# What criteria needs to be met to consider a people a civilization?



## JimDuyer (Apr 26, 2021)

I have produced a few posts that have only been shared on this site.  This time I would like to post
one that I recently posted on Quora, in answer to a question there, because I believe that it deserves
some attention.



I won’t regurgitate the traditional archaeological opinions about the formation and creation of civilizations, and the traditional requirements that they insist on, prior to naming a sophisticated group of people a civilization. I will instead share with you my recent translation of one of the earliest so-called civilizations - that of the Sumerians. I’ve spent the past 15 years learning their language and customs. It’s been my full-time job. I have not polished this yet, so please accept a raw form:

Information about the very earliest kings, from the Sumerian Kings List, literally translated by myself, tells us:

The first king was associated with hoeing, gathering and collecting.

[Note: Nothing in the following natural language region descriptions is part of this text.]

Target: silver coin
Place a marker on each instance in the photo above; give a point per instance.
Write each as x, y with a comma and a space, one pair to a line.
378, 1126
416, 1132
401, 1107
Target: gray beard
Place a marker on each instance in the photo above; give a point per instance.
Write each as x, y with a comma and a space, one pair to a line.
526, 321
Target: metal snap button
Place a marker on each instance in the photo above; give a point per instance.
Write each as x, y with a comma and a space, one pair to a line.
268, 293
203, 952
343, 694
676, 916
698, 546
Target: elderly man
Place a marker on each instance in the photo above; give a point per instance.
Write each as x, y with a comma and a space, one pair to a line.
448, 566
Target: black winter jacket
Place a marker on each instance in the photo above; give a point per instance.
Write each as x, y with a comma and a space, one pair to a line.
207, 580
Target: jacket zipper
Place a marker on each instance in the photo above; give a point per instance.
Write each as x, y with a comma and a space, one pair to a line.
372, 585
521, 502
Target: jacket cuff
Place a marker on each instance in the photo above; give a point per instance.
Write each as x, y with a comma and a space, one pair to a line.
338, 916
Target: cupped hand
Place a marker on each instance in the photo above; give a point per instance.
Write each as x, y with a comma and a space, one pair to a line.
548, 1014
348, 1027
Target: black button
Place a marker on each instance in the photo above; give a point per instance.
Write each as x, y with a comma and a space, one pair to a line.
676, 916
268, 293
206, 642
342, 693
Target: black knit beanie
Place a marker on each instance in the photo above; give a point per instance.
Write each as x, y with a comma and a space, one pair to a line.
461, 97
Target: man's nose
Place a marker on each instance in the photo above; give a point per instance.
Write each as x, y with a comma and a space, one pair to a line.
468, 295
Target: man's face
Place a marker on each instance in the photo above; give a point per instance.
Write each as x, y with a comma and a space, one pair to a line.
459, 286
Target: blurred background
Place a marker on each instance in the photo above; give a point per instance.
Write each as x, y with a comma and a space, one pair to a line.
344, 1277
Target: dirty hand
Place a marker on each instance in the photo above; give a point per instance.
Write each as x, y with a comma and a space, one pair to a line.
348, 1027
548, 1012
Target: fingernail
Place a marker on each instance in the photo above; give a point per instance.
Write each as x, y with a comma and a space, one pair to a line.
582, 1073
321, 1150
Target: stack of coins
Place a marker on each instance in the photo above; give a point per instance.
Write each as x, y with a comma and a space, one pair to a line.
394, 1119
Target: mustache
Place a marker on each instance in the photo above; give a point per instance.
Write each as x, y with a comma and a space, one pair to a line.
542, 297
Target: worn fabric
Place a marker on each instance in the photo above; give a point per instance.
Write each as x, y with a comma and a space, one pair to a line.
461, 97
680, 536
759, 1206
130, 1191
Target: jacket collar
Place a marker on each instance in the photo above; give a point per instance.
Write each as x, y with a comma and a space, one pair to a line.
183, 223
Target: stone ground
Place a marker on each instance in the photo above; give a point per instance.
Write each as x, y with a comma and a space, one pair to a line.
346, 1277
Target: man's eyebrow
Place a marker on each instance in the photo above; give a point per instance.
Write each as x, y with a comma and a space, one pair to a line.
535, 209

Next came a kingdom of irrigation and small collections of sheep

Then Copper and other metal objects come into play

Next the first report of beings, divine properties, and policemen. Odd collection for that period, right? Or did they need policemen to fill the temples?

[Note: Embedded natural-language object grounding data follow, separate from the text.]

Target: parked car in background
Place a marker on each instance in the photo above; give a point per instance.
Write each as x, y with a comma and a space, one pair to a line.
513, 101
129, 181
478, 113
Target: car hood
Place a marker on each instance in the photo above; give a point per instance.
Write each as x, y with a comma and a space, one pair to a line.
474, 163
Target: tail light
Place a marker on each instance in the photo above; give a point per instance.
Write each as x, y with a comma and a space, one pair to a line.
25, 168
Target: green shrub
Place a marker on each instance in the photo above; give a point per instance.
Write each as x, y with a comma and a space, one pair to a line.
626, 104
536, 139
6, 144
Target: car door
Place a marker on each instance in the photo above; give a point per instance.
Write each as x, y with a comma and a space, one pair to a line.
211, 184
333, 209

Next is reported writing boards, and foundations, with words meaning to build.

Then we find weapons being constructed, along with the words “to disappear, to slice, and chopping”.

Next is a period of abuse, defeat, death, ruin, heap, mound, and cry or noise.

And finally came the localized flooding that we learn of in the Bible texts.

This is all over a period of many tens of thousands of years, but you can see the pattern. At what point did they have civilization? To me, when they seemed happy and had enough time to make instruments of metal to help them in their labors.

Religious folk might tell you it was later, when the deities arrived.

Scientists might suggest that it was when they had writing and began to build.

Military leaders would assure you that only when they had the weapons to ensure a “peaceful” existence did civilization begin. But we see that that was followed by ruin.

So, here’s the time to make your own selection, both yourself and the other readers on here - at what point would we consider these early people as being “civilized”?





> Note: This OP was recovered from the Sh.org archive.





> Note: Archived Sh.org replies to this OP are included in this thread.


----------



## Archive (Apr 26, 2021)

> Note: This post was recovered from the Sh.org archive.Username: PalaiolagashDate: 2020-03-11 15:00:37Reaction Score: 1


I think your argument is a valid one, the word is so subjective as to be nigh meaningless. The absolutely arbitrary line I draw mentally in my head is when structures were constructed for housing purposes, but many animals make domiciles out of their environment so that does not work. Perhaps at the advent of the utilization of fire? The promethian myths seem like they would be at the heart of such matters, though I will admit that this feels like an arbitrary marker as well.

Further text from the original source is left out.